Là où les hautes terres rocheuses
de la forêt de Sleuth (1) s’enfoncent dans le lac,
Là git une île feuillue
Où les hérons battant de l’aile éveillent
Les rats d’eau qui somnolent;
Là nous cachons nos cuves du peuple des fées,
Pleines de baies
Et des plus rouges des cerises volées.
Va-t-en vers nous, O enfant humain !
Vers l’eau et la nature sauvage
Avec une fée, main dans la main.
Car il y a plus de pleurs en ce monde que tu ne peux le comprendre.

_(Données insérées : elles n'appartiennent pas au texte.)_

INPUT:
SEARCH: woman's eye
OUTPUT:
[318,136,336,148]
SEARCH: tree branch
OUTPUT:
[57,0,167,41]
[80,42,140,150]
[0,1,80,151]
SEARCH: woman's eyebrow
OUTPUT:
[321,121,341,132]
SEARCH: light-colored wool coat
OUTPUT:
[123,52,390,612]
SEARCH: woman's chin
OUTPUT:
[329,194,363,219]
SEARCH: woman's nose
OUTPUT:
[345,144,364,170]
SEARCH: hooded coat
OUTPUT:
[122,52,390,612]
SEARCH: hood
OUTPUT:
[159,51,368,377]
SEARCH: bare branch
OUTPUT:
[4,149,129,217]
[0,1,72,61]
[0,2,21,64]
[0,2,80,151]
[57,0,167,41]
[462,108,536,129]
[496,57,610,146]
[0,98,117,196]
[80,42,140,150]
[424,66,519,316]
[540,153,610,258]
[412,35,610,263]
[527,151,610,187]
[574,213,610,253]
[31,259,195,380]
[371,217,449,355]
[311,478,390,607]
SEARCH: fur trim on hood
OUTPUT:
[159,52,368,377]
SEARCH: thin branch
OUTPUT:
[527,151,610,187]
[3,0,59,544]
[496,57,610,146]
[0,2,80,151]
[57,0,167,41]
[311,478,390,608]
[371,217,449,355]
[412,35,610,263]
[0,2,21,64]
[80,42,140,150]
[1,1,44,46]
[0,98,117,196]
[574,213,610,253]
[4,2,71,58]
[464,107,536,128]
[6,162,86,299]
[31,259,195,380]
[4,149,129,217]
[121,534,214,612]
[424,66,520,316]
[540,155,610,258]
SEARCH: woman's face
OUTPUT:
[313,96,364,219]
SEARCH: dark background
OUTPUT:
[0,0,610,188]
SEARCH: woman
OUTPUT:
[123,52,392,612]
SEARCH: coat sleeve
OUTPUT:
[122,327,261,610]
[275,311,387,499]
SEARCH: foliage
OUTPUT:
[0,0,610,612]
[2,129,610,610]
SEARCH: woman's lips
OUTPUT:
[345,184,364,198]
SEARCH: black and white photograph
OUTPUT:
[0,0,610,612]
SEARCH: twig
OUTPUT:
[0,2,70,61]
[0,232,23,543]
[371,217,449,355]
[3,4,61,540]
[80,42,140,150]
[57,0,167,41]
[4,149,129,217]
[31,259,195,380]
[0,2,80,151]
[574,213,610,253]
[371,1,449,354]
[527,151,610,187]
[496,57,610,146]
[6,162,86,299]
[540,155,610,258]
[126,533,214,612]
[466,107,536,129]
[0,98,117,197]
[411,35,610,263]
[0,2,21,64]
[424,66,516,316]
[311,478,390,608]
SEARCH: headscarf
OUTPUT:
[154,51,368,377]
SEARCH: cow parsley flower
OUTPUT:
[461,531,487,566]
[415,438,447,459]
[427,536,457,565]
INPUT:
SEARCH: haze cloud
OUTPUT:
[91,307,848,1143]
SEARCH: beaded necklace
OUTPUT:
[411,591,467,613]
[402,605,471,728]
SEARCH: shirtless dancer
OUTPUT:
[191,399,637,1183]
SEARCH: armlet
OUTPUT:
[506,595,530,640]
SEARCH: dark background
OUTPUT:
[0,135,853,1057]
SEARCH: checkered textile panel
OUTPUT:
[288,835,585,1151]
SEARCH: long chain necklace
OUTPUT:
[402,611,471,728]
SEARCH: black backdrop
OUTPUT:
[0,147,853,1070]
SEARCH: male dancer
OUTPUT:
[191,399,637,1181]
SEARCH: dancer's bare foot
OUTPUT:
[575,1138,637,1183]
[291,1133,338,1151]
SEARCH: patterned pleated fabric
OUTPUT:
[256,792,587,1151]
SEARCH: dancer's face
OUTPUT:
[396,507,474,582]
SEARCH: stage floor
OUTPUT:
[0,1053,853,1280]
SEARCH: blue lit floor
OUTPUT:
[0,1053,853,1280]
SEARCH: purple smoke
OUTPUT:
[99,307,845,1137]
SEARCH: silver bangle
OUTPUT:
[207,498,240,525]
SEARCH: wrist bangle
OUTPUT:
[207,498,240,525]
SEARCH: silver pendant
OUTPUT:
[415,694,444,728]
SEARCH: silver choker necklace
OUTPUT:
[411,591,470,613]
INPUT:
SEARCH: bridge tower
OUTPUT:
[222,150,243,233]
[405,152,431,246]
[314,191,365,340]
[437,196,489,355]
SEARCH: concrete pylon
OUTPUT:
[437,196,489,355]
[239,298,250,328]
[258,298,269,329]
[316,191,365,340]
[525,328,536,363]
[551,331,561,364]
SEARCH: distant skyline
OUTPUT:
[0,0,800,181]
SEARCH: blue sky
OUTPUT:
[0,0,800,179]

Là où des vagues de lumière lunaire font briller
Le sable terne
Là-bas au plus loin des lointains des Rosses (2)
Nous le piétinons toute la nuit,
Tissant des danses anciennes
Mélangeant nos mains et nos regards
Jusqu’à ce que la lune s’élève;
De-ci, de-là nous sautillons
Et chassons les bulles d’écume,
Pendant que le monde plein de soucis
Dort d’un sommeil anxieux.
Va-t-en vers nous, O enfant humain !
Vers l’eau et la nature sauvage
Avec une fée, main dans la main.
Car il y a plus de pleurs en ce monde que tu ne peux le comprendre.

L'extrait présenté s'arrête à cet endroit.